Bron: https://www.bertha-dudde.org/nl/proclamation/2220

2220 Werkzaam zijn in het lichtrijk – Waarheid – Boodschappers van God

23 januari 1942: Boek 31

Vanuit het lichtrijk dalen talrijke wezens naar de aarde af en ze maken de mensen de wil van God bekend. Maar door slechts weinig mensen wordt dit werkzaam zijn herkend. Slechts weinigen weten van de grote geestelijke nood, van de liefde van God en de zorg om Zijn schepselen. Maar God brengt deze weinigen samen en ze zullen de mededelingen uit het lichtrijk in verschillende vormen in ontvangst nemen, want God zal hen naar hun taak bedenken, die hen in het aardse leven wordt toegewezen. En iedereen wordt dezelfde waarheid geboden en daarom zal dit ook heel goed na te gaan zijn, want wat uit het lichtrijk aangeboden wordt, zal eeuwig en altijd hetzelfde zijn: waarheid uit God.

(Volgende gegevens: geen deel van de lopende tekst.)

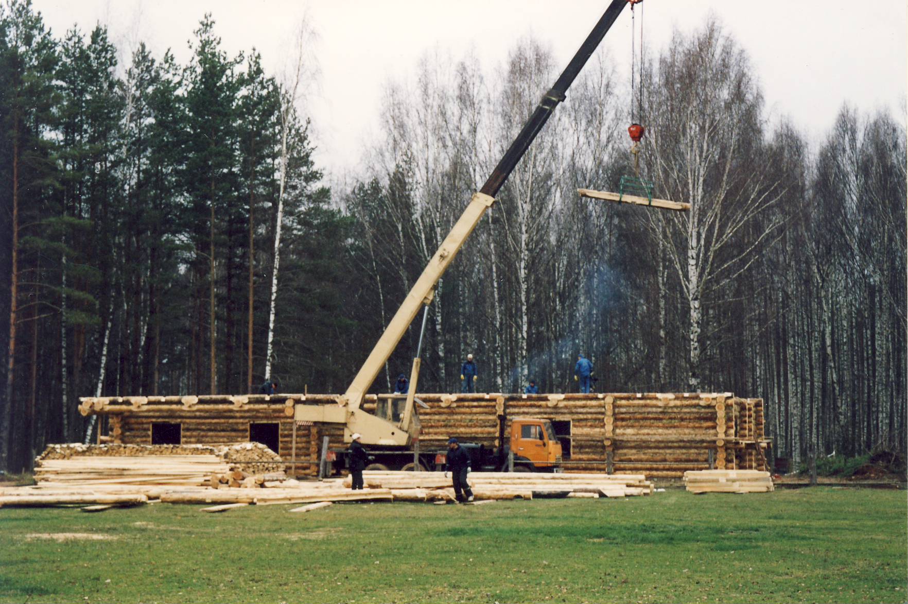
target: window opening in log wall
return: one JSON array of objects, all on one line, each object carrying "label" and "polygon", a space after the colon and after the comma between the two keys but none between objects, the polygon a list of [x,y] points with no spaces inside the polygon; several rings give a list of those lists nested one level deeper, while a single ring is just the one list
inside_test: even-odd
[{"label": "window opening in log wall", "polygon": [[163,421],[152,422],[152,444],[183,444],[183,424],[166,423]]},{"label": "window opening in log wall", "polygon": [[570,459],[570,420],[551,420],[555,436],[561,443],[561,459]]},{"label": "window opening in log wall", "polygon": [[278,422],[249,422],[249,441],[261,442],[275,453],[281,448],[281,424]]}]

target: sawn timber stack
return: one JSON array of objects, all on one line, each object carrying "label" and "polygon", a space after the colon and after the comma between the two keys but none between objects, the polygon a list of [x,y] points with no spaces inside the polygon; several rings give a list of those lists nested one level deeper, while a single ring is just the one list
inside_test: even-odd
[{"label": "sawn timber stack", "polygon": [[692,493],[767,493],[775,490],[769,472],[755,470],[706,470],[684,473]]}]

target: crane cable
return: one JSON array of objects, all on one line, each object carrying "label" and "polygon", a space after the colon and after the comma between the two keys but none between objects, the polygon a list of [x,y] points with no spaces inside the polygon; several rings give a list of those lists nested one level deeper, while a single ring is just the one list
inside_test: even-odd
[{"label": "crane cable", "polygon": [[[637,126],[639,128],[639,135],[635,138],[634,134],[631,134],[631,138],[634,140],[634,144],[631,146],[630,153],[634,155],[634,173],[637,178],[640,177],[640,163],[638,153],[639,149],[639,139],[643,136],[643,127],[639,126],[637,120],[634,119],[634,101],[636,93],[636,83],[635,78],[637,76],[637,20],[635,16],[634,5],[641,4],[643,0],[628,0],[630,3],[630,21],[631,21],[631,34],[630,34],[630,121],[631,128]],[[643,6],[640,6],[640,90],[637,93],[637,117],[642,118],[643,116]]]}]

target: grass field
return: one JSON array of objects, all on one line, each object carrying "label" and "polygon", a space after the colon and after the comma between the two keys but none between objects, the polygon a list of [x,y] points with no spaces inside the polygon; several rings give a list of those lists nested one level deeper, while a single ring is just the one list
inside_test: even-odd
[{"label": "grass field", "polygon": [[0,510],[3,602],[904,602],[905,492]]}]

En zo leiden deze lichtwezens onophoudelijk goddelijke wijsheden naar de aarde, waar gewillige mensen bereid zijn om te ontvangen en zich bereid verklaren om door te geven, wat ze ontvangen. De wereld van het licht is ononderbroken actief om de duistere toestand uit te bannen en dit kan alleen maar op deze manier geschieden, dat de goddelijke waarheid naar de aarde geleid wordt, die de mensen nu het juiste licht geeft en hun gang over de aarde gunstig beïnvloedt.

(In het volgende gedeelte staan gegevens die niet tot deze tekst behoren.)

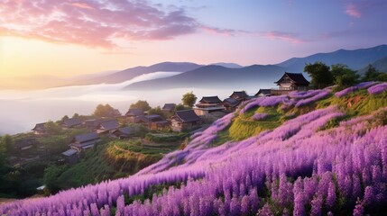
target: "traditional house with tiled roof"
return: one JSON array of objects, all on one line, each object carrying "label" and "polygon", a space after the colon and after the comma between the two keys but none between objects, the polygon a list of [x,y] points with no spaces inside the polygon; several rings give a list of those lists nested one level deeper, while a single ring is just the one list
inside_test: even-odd
[{"label": "traditional house with tiled roof", "polygon": [[105,122],[102,122],[97,126],[96,131],[97,133],[108,133],[115,129],[117,129],[119,126],[119,122],[116,120],[107,120]]},{"label": "traditional house with tiled roof", "polygon": [[193,108],[194,112],[199,116],[205,116],[213,112],[223,111],[224,109],[222,101],[217,96],[204,96]]},{"label": "traditional house with tiled roof", "polygon": [[32,130],[33,134],[35,135],[46,135],[47,134],[47,130],[45,128],[46,123],[47,122],[37,123],[35,127],[31,130]]},{"label": "traditional house with tiled roof", "polygon": [[272,94],[272,89],[261,88],[256,94],[255,96],[270,96]]},{"label": "traditional house with tiled roof", "polygon": [[170,123],[173,131],[182,131],[199,127],[202,120],[193,110],[184,110],[177,111],[170,118]]},{"label": "traditional house with tiled roof", "polygon": [[62,127],[64,128],[76,128],[81,124],[82,122],[80,122],[78,118],[66,119],[63,120],[63,122],[61,123]]},{"label": "traditional house with tiled roof", "polygon": [[93,148],[99,141],[101,141],[101,139],[98,135],[96,132],[91,132],[75,136],[69,145],[71,148],[81,152]]}]

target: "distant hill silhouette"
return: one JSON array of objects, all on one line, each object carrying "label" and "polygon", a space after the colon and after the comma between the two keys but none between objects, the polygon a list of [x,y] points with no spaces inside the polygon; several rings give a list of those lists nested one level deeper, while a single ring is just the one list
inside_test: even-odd
[{"label": "distant hill silhouette", "polygon": [[71,85],[91,85],[91,84],[101,84],[101,83],[122,83],[124,81],[134,78],[135,76],[149,74],[158,71],[163,72],[186,72],[189,70],[196,69],[202,67],[202,65],[198,65],[190,62],[161,62],[159,64],[152,65],[149,67],[139,66],[125,70],[118,71],[107,76],[89,78],[89,79],[81,79],[77,82],[72,83]]},{"label": "distant hill silhouette", "polygon": [[177,76],[142,81],[129,85],[126,90],[154,90],[182,87],[244,89],[247,86],[257,87],[273,86],[273,80],[281,78],[285,69],[274,65],[253,65],[242,68],[222,66],[205,66]]},{"label": "distant hill silhouette", "polygon": [[[380,72],[387,73],[387,56],[372,63],[372,65]],[[358,71],[359,74],[364,74],[367,71],[368,66],[365,66]]]},{"label": "distant hill silhouette", "polygon": [[345,64],[350,68],[358,70],[387,56],[387,45],[380,45],[368,49],[355,50],[339,50],[328,53],[318,53],[305,58],[292,58],[277,66],[286,68],[290,72],[300,72],[306,63],[322,61],[328,66],[333,64]]}]

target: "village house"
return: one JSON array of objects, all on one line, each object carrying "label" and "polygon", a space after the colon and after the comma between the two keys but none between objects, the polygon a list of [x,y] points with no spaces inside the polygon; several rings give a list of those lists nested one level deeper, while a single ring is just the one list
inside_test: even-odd
[{"label": "village house", "polygon": [[272,89],[261,88],[254,96],[262,97],[262,96],[270,96],[272,94]]},{"label": "village house", "polygon": [[168,129],[169,122],[162,116],[158,114],[144,115],[139,117],[138,123],[149,128],[150,130]]},{"label": "village house", "polygon": [[69,145],[72,149],[82,152],[93,148],[99,141],[101,141],[101,139],[98,135],[96,132],[91,132],[75,136]]},{"label": "village house", "polygon": [[102,119],[85,120],[82,123],[82,127],[89,129],[89,130],[94,130],[98,126],[98,124],[100,122],[102,122],[104,121],[106,121],[106,120],[102,120]]},{"label": "village house", "polygon": [[119,126],[119,122],[117,120],[106,120],[104,122],[101,122],[97,127],[96,131],[98,134],[101,133],[108,133],[115,129],[117,129]]},{"label": "village house", "polygon": [[223,111],[224,109],[222,101],[217,96],[204,96],[193,108],[195,113],[199,116],[205,116],[214,112]]},{"label": "village house", "polygon": [[193,110],[177,111],[170,118],[171,130],[173,131],[183,131],[199,127],[202,120]]},{"label": "village house", "polygon": [[71,118],[63,120],[61,126],[63,128],[76,128],[81,126],[82,122],[78,118]]},{"label": "village house", "polygon": [[249,95],[247,95],[246,92],[244,91],[239,91],[239,92],[234,92],[229,98],[235,99],[237,101],[246,101],[250,99]]},{"label": "village house", "polygon": [[14,141],[14,148],[16,150],[23,151],[32,148],[36,144],[38,144],[38,141],[34,138],[22,139]]},{"label": "village house", "polygon": [[279,89],[272,89],[272,95],[288,94],[290,91],[307,91],[309,86],[309,82],[302,73],[285,72],[282,77],[274,83],[277,84]]},{"label": "village house", "polygon": [[78,156],[78,151],[73,148],[69,148],[69,150],[62,152],[61,155],[63,156],[66,162],[69,164],[75,164],[79,159]]},{"label": "village house", "polygon": [[173,112],[176,108],[176,104],[165,104],[164,106],[162,106],[161,110],[165,112]]},{"label": "village house", "polygon": [[46,122],[43,123],[37,123],[33,129],[31,130],[33,131],[33,134],[38,136],[42,136],[47,134],[46,128],[44,127],[46,125]]},{"label": "village house", "polygon": [[137,108],[129,109],[129,111],[125,114],[126,120],[128,122],[136,122],[136,121],[138,120],[138,117],[143,116],[143,115],[144,115],[143,111],[142,109],[137,109]]},{"label": "village house", "polygon": [[234,112],[236,110],[236,108],[238,107],[238,105],[241,104],[240,101],[234,99],[234,98],[226,98],[223,102],[222,104],[225,107],[225,110],[227,112]]},{"label": "village house", "polygon": [[110,136],[113,138],[125,139],[136,136],[139,131],[140,127],[129,126],[114,130]]}]

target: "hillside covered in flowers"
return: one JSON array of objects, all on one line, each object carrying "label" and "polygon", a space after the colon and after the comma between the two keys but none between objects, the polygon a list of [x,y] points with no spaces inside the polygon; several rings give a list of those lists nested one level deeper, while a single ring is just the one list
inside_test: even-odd
[{"label": "hillside covered in flowers", "polygon": [[6,215],[384,215],[387,84],[258,97],[137,174]]}]

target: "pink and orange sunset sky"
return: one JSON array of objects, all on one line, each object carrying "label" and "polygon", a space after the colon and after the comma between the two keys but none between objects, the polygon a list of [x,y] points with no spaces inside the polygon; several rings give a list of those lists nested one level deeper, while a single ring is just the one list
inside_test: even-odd
[{"label": "pink and orange sunset sky", "polygon": [[386,9],[383,0],[0,0],[0,78],[367,48],[386,43]]}]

Want als de mens wetend geworden is, leeft hij ook overeenkomstig deze kennis. Dus volgens de goddelijke wil. Hij weet alles en daarom is zijn toestand niet meer zonder licht. En waar een licht schijnt, daar is de duistere nacht doorbroken en er kan daar nooit weer duisternis heersen. En zo zal ook de waarheid, die de mensen vanuit het lichtrijk aangeboden wordt, overal daar zijn licht ontsteken, waar haar toegang verleend wordt.

Maar hieraan zal ook de waarheid als zodanig herkend worden, dat ze de geest van de mens verlicht. Dat het hem als schellen van de ogen valt en hij alles begrijpt, wat eerst onduidelijk voor hem was en hij zich nu gedrongen voelt om door te geven aan de medemensen, wat hem het diepst gelukkig maakt, omdat het hem helderheid van de geest gegeven heeft.

Voor de waarheid waardig bevonden te worden, is een onmetelijke genade, maar deze kan alleen die mens maar toegestuurd worden, die zijn hart opent voor de onderrichtingen van de lichtwezens. Maar tegelijkertijd de medemensen zo veel liefde schenkt, dat hij hen deel zou willen laten nemen aan zijn geestelijke rijkdom.

En zo wordt de mensheid in kennis gesteld van de wil van God, omdat de boodschappers van God deze wil van Hem in zekere zin aan de mensen bekendmaken. Want enkel door het vervullen van de goddelijke wil, verandert het licht zich tot een heldere vlam en zijn heldere licht verlicht de meest duistere nacht. Maar God wil de duisternis verdringen en in plaats hiervan licht brengen. En zo is het werk van de wezens in het lichtrijk voortdurend een strijd tegen de duisternis. En overal wordt het licht ontstoken, opdat de geestelijke nacht doorbroken wordt en de lichtvolle dag aanbreekt, die de nacht verdringt.